Paycheck Protection Program and Capitalization Grades
Another thing that should help many banks is support from the Federal Reserve. One program in particular is the Paycheck Protection Program Lending Facility (the “PPPL Facility”) which allows banks to originate Paycheck Protection Program (“PPP”) loans. The PPP program was established by the CARES Act to help businesses to continue to pay their workers during the COVID-19 pandemic.

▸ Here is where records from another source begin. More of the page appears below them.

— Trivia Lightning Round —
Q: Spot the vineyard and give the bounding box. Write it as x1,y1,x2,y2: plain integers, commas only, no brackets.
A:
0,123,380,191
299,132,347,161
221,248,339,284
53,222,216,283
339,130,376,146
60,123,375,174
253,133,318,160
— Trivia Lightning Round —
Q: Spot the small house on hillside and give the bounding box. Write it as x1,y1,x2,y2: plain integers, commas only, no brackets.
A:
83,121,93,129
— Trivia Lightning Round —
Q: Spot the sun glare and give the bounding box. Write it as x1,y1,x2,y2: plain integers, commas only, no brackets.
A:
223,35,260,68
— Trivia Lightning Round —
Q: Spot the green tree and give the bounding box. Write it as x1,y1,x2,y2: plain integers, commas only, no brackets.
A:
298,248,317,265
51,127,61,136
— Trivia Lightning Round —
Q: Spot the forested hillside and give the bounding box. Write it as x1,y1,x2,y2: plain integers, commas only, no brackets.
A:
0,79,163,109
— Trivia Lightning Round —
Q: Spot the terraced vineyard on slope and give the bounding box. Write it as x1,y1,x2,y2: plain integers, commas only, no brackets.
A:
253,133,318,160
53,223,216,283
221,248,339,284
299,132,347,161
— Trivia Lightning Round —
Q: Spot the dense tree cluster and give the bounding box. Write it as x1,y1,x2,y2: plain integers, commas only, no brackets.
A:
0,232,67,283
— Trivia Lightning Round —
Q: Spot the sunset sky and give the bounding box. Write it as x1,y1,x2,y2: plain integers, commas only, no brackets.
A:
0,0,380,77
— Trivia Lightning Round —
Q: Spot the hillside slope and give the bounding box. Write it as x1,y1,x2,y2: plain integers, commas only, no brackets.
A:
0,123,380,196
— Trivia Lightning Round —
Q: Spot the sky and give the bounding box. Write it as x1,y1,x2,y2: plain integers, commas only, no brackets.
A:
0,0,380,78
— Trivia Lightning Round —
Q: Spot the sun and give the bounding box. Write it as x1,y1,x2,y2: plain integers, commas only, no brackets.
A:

The PPP loans have impacted DA’s financial health grades for several banks that have originated a large number of PPP loans. For many of these banks, their assets increased due to these PPP loans without an increase in equity capital or loan loss provisions. This resulted in a decline in their capitalization grade. The FDIC and other bank regulators have made exceptions to capital ratio rules for PPP loans that have been funded with the Fed’s PPPL Facility.
In summary, banks and credit unions that have originated PPP loans and have funded them with the Fed’s PPPL Facility may have lower DA capitalization grades. These lower capitalization grades will also have some negative effect on the institution’s overall DA health grade. In short, DA is grading some banks and credit unions a little too hard.
For many of the banks that have been given lower capitalization grades due to their PPP loans, we’ve added the following note above their health grades in their bank profile pages: “Capitalization grade does not factor in PPP loans and the use of the PPP Liquidity Facility.” A list of all banks that have made PPP loans is available from iBanknet. A few noteworthy banks that have had their capitalization grades dinged due to the PPP loans include Live Oak Bank, Customers Bank, Quontic Bank, Radius Bank and Cross River Bank.
2020 Rankings of the Largest Banks and Credit Unions
In addition to the health grades, you can view how the banks and credit unions have changed in size in our table of the Largest Banks and Credit Unions by Assets. By default, the institutions are ranked by assets. Click on the column title and you can sort by total branches, number of states with branches, number of employees and number of customer accounts.
Chase Bank continues to be the largest bank based on assets. As of September 30th, total assets were $2.87 trillion, which is up 17.51% from last year. Navy Federal continues to be the largest credit union. Total assets as of September 30th are $131.6 billion, up 16.34% from a year ago. Navy Federal is way ahead of other credit unions in size. The second largest is State Employees' Credit Union in North Carolina with total assets of $45.85 billion, and the third largest is PenFed with total assets of $26.26 billion.